Of course, the cheating done on me is too obvious a transgression to sit on its own. There was my ex-husband, who never strayed during the relationship, but (during the divorce) moved straight from our home into an apartment with a woman for whom the kindest words he reserved throughout our six-year marriage ran along the lines of, “She is a trashy, alcoholic wannabe.” There was what I liked to call the “Living, Breathing, Walking, Cliché of a Relationship”: the guy who was first “going through a divorce,” which became “in the process of leaving his wife,” which became “We’re still living together for the kids,” which became him psychologically abusing—and regularly fucking—both of us, which became (of course) him going back to her. That one, thankfully, inspired me to get back into therapy. There was the coworker I dated, who ghosted me after a year and a half of friendship-then-dating, and who after two weeks showed up to the next work meeting slobbering all over a woman who was thinner, nicer, and traditionally more his physical type than I could ever be, all in my field of vision. There was the boyfriend who wished I could be more like his quiet, nonconfrontational ex, and less like his “crazy” one who held him accountable for his fuckboyery. There was the guy with the texts he shouldn’t have gotten, who handed me his phone to use while said texts were incoming. There was the guy who hung out with a woman thirteen years his junior (with whom he was having an emotional affair) and lied about it, all while I was going through the painful decision to end our unexpected pregnancy. There were the exes who said, “We should hang out sometime,” and never mentioned their long-term girlfriends. There were the countless acquaintances, with their “totally harmless flirting” comments like, “I wish my girlfriend were as [insert arbitrary personality trait here] as you.” There were the coworkers who would offer me a terse “hello” because I was much more outspoken than the female coworkers they were quick to praise, the ones who listened to all their blowhardery and blew endless smoke rings up their asses. 

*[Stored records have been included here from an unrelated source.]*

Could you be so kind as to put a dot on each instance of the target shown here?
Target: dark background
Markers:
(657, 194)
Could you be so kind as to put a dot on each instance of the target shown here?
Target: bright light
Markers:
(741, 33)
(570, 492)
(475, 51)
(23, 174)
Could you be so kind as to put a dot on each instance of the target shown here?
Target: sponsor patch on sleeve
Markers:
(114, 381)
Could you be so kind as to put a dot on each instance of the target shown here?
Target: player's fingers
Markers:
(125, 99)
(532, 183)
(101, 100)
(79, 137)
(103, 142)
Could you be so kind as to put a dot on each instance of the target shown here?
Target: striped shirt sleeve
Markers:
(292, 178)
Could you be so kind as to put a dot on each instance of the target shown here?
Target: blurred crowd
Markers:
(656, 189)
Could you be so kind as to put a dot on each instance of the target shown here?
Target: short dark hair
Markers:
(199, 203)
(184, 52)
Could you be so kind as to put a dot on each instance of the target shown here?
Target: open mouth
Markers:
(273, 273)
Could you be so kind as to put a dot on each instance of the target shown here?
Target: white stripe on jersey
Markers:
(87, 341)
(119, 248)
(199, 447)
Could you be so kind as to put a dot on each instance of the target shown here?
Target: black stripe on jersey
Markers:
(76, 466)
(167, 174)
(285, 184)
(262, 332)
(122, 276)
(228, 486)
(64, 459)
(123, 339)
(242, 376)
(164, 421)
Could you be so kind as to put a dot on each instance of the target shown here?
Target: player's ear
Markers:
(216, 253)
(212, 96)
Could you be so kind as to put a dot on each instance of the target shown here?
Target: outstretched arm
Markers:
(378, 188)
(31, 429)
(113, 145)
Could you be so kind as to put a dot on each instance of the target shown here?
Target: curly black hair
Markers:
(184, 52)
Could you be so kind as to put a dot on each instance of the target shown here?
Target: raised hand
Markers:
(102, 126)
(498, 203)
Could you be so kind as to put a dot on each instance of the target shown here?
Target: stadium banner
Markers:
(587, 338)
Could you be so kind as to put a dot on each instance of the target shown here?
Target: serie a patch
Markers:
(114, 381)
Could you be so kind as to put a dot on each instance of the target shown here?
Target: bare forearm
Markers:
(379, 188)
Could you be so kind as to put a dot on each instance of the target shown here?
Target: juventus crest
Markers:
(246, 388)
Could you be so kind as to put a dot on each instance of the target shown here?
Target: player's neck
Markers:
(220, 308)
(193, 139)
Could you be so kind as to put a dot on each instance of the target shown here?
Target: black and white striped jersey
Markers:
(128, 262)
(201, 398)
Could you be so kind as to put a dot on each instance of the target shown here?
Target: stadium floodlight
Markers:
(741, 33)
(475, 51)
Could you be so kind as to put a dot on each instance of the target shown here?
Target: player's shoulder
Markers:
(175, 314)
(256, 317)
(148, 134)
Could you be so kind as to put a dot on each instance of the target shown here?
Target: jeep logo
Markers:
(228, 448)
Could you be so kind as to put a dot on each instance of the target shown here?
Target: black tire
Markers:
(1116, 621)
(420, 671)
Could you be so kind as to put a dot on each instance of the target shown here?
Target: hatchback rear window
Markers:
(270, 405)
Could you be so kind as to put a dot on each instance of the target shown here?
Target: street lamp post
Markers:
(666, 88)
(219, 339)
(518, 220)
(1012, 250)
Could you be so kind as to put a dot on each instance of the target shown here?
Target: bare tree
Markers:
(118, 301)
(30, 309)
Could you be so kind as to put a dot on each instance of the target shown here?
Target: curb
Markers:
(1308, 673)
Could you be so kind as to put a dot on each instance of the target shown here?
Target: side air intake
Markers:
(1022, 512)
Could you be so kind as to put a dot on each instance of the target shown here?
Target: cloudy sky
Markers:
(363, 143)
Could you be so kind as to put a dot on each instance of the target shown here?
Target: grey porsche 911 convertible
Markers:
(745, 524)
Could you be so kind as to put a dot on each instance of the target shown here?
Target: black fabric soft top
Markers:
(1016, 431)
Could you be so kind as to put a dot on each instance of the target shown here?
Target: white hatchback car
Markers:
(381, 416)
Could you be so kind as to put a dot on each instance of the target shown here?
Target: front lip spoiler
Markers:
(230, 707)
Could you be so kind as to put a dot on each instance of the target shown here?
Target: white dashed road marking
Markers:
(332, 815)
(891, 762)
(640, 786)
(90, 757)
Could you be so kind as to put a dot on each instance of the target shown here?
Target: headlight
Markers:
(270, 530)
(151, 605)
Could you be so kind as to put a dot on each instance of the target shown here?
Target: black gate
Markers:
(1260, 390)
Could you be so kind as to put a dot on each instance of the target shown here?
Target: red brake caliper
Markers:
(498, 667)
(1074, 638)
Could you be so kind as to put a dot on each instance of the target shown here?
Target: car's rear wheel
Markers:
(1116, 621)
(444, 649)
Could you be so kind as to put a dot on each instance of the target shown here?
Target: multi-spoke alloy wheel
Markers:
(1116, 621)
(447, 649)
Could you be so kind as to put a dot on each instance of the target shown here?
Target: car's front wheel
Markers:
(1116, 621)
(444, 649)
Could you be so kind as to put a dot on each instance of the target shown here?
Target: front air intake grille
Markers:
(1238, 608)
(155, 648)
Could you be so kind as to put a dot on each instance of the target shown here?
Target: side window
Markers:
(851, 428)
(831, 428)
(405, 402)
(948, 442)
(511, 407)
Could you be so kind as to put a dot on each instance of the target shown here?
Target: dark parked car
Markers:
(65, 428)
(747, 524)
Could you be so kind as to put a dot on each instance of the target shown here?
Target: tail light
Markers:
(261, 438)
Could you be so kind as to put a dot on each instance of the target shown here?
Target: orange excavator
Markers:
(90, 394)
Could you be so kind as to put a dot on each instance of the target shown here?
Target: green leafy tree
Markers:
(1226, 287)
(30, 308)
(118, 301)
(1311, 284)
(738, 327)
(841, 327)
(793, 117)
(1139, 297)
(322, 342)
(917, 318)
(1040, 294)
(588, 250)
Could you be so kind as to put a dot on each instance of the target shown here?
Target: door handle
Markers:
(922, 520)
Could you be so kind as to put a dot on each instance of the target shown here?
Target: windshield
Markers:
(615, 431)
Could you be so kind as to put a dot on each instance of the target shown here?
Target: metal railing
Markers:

Oh, am I being “too extra,” fragile cishet bros for whom this is all hitting a bit too close to home? My apologies. History has simply taught me that I must provide a Bible’s length of examples, lest you otherwise accuse me of overexaggerating isolated incidents (as so many of you are wont to do). 

My point is threefold. One, these incidents have made me feel awful, inadequate, insecure, strange, crazy, lacking, unwomanly, and so many other terrible feelings. Two, they’ve taught me that, in order to navigate the world in a way that ensures survival—let alone success!—women have to cater to heterosexual men’s insecurities by complying with a game in which we are pitted against other women in a variety of ways. Yes, these men are deeply flawed, but they possess cultural cachet and cultural capital that allow them the privilege to get away with such behavior. Finally, it makes me realize the great extent to which women have to disentangle ourselves from these ingrained, toxic, cultural practices. We need to stop agreeing to compete with one another, and instead critique the ways in which cishet men perpetuate and are served by these practices. I’ll start: To all the women with whom I have desperately competed for men’s approval over my lifetime—I am sorry. Even though I was locked in a toxic paradigm in which I couldn’t see my behavior for what it was, you did not deserve that. I hope we may heal. You and I, sister, deserve better. Let’s work together to get it.